Ankit Kulshrestha     About     Archive     Feed

Self modifying code using Python (AST Manipulation)

A few days ago, I was working on a project, when I realized that in order to achieve the goals of the project, the code needed to be self modifying.

There are not many resources out there which would describe how to write self modifying python code, so I decided to create this blog post detailing the method I followed i.e. AST Manipulation.

What’s AST?

AST stands for Abstract Syntax Tree. This is how python statements are represented in memory. So for example, if you write :

x = 1 + 2

That would be represented in python as:

Module: 
   body: Assign
   Assign: Targets, Value
   Targets: Name
   Name: id = x
   Value: BinOp
   BinOp: Left, op, right
   Left: Num(1) 
   op: Add
   right: Num(2)

It becomes quite clear that this simple statement is represented by a very expressive syntax tree.

What can I do with AST?

Ah, now we’re asking the right questions. Python introduced the ast module just to enable curious programmers like you and me to explore and play with the python grammar structures.

Python is an object oriented language. That means that everyting in python is an object of some class. As seen in the code listing above, the variable x belongs to the class id which in turn belongs to class Name. Smarter readers amongst you, might have figured where I’m going with this- the ast module provides these very classes which would come in handy later to explore (and modify) the structures.

Most of the information for playing with ast is in the documentation. However, it is not well explained so I will attempt to give an explanation of the most common uses of the module.

Traversing and Modifying the AST

Ast provides two major set of classes:

Both of these classes must be subclassed by the programmer and then the visit_* methods be overridden in order to traverse/modify the AST.

The visit_* methods are different based on what part of the AST you want to visit. For example, you would write visit_name in order to visit the nodes with the class Name.

Here’s how you can traverse a tree and print out all the Binary operators in the tree:

import ast

class BinOpVisitor(ast.NodeVisitor):
    def __init__(self):
        super.__init__(self)
       
           
    def visit_BinOp(node):
        print 'BinOp:', node.BinOp
             
 
 
 if __name__ == '__main__':
     x = ast.parse('y = 1+2')
     binopv = BinOpVisitor().visit(x)
     
     

This code introduces some of the methods of the ast module. In main, x is passed the parsed value of the statement using parse. The method parse is used for converting a given statement into a python AST.

The visit_BinOp module just prints the binary operator of the corresponding node.

Since BinOpVisitor subclasses from NodeVisitor it has access to the visit method which can be used to traverse a tree. However, since we’ve defined visit_BinOp, the output just produces the Binary Operator in the expression. Easy right?

However, ast also provides us with another method called walk which could be used in replacement for above. So the above code can be written equivalently as:

x = ast.parse('y = 1+2')
for node in ast.walk(x):
    if isinstance(node, ast.BinOp):
        print 'BinOp:', node.BinOp

Modifying the AST for fun (and profit):

It’s not so much fun as to just see the underlying AST structure. What if we could change it? Well ast provides even that functionality to us as well, using ast.NodeTransformer.

Before I describe how we can use the class, I’d like to point out where it can be used.

Most of the IDE’s like PyCharm use some sort of syntax checking tools to correct the mistakes made by beginner programmers. It is not without bounds of reason to consider that it relies on using AST for that purpose.

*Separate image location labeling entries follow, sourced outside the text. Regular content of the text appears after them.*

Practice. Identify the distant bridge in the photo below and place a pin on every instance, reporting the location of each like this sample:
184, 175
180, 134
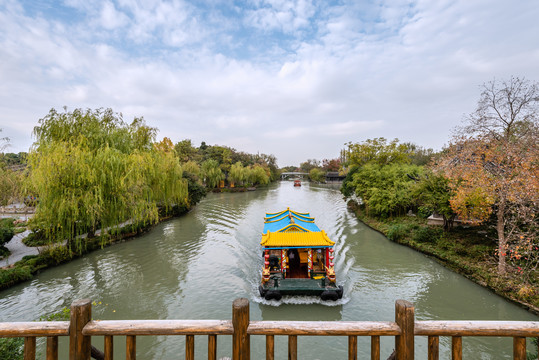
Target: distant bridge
287, 175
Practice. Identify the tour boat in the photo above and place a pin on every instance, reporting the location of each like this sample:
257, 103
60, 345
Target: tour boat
298, 258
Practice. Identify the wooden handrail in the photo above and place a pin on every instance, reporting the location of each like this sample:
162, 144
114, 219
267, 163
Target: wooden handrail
477, 328
80, 329
158, 327
324, 328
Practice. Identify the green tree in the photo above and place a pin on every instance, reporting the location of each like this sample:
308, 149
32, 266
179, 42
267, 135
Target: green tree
257, 175
317, 174
309, 165
237, 173
433, 192
377, 151
211, 173
90, 169
186, 151
385, 189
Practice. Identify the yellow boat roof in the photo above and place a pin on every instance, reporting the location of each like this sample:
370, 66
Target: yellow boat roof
290, 239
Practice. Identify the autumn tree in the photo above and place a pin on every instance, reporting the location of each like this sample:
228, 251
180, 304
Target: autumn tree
492, 164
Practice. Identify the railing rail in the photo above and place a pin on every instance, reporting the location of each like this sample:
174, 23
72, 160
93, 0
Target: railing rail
404, 329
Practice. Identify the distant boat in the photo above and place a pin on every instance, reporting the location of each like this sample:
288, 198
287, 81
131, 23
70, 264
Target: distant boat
298, 258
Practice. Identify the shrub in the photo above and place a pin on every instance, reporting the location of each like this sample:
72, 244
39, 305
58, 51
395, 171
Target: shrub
398, 231
427, 234
11, 348
424, 212
6, 234
14, 276
36, 238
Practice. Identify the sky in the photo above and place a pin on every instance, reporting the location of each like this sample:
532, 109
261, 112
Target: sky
297, 79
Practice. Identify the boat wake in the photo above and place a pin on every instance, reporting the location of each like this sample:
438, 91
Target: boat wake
298, 300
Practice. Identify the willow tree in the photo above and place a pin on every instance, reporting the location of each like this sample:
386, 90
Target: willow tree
494, 168
211, 172
92, 170
236, 173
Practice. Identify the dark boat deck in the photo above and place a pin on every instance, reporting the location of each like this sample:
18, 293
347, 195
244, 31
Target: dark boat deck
292, 286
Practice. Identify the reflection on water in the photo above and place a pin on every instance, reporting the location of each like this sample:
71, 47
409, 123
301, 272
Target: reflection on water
194, 266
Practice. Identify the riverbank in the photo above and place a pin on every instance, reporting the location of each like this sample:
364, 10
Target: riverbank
31, 260
468, 251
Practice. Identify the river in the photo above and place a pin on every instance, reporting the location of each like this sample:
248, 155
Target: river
194, 266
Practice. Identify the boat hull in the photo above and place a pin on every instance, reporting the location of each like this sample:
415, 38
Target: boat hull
275, 288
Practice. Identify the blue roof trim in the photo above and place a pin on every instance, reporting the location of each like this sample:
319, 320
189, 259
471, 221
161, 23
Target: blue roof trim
281, 220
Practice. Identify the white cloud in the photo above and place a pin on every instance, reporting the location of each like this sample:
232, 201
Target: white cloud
407, 69
111, 18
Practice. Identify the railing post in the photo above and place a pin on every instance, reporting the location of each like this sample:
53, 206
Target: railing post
241, 349
79, 345
405, 318
519, 348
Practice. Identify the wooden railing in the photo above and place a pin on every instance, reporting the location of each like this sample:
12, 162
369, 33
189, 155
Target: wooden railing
404, 329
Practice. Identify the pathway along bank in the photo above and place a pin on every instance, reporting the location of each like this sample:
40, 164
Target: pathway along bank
479, 271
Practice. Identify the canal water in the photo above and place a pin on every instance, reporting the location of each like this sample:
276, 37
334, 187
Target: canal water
194, 266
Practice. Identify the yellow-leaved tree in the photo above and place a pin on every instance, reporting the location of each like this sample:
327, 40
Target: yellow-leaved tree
493, 168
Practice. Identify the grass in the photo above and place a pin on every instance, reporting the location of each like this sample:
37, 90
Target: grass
469, 251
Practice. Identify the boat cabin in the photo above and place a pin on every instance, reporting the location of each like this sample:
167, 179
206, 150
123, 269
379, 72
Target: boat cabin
298, 257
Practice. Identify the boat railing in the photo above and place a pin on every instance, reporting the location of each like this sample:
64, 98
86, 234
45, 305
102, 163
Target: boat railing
80, 330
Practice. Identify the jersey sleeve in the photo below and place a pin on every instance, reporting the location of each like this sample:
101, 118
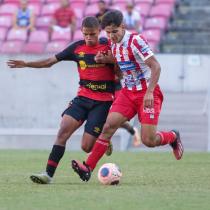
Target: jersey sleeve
141, 47
68, 53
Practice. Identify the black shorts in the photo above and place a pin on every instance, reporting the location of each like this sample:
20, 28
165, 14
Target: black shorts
94, 112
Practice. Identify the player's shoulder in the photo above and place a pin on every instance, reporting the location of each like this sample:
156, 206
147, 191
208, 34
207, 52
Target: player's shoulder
103, 40
77, 43
137, 36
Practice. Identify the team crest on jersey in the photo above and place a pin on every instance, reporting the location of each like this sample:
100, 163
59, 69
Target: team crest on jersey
81, 54
97, 129
82, 64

Furthermore, this class can be used to change code at run time by allowing it to read in a script and change the meaning of a particular operator. In this way, the program becomes undeterministic and unreliable. For example, if I change + to not mean that “take the left and right operands and return the sum” and change it’s meaning to “output a string - hello world”, the program would become completely unreliable, but it would not crash.

There are in essence three phases of Node Transformation:

I’ve already shown how to parse the script into AST. I’ll describe how to gain access to a node and change it. After you’ve subclassed the ast.NodeTransformer here’s what needs to be written in the visit_op (I’ll change addition):


def visit_op(self, node):
    old_node = node
    if isinstance(node,ast.Add):
        new_node = ast.Call(func=Name(id='print_hello',
                                      ctx=Load()),
                             args=[])
         ast.copy_location(new_node, old_node)
         ast.fix_missing_locations(new_node)
         return new_node
    return old_node
      

Suddenly, its a lot of code. However, all it does it compare whether the current node is an instance of ast.Add class and if true, it creates a new node which calls a function print_hello. Then the helper function copy_location copies the location of the old node to the new one and the helper fix_missing_location would fix any missing memory locations.

Compilation to the source code is a simple matter of calling:

compile(new_node, '<ast>', 'exec')

I’d like to thank /r/python and to the information found here. For additional documention on ast, this is a very good resource as well. Happy hacking!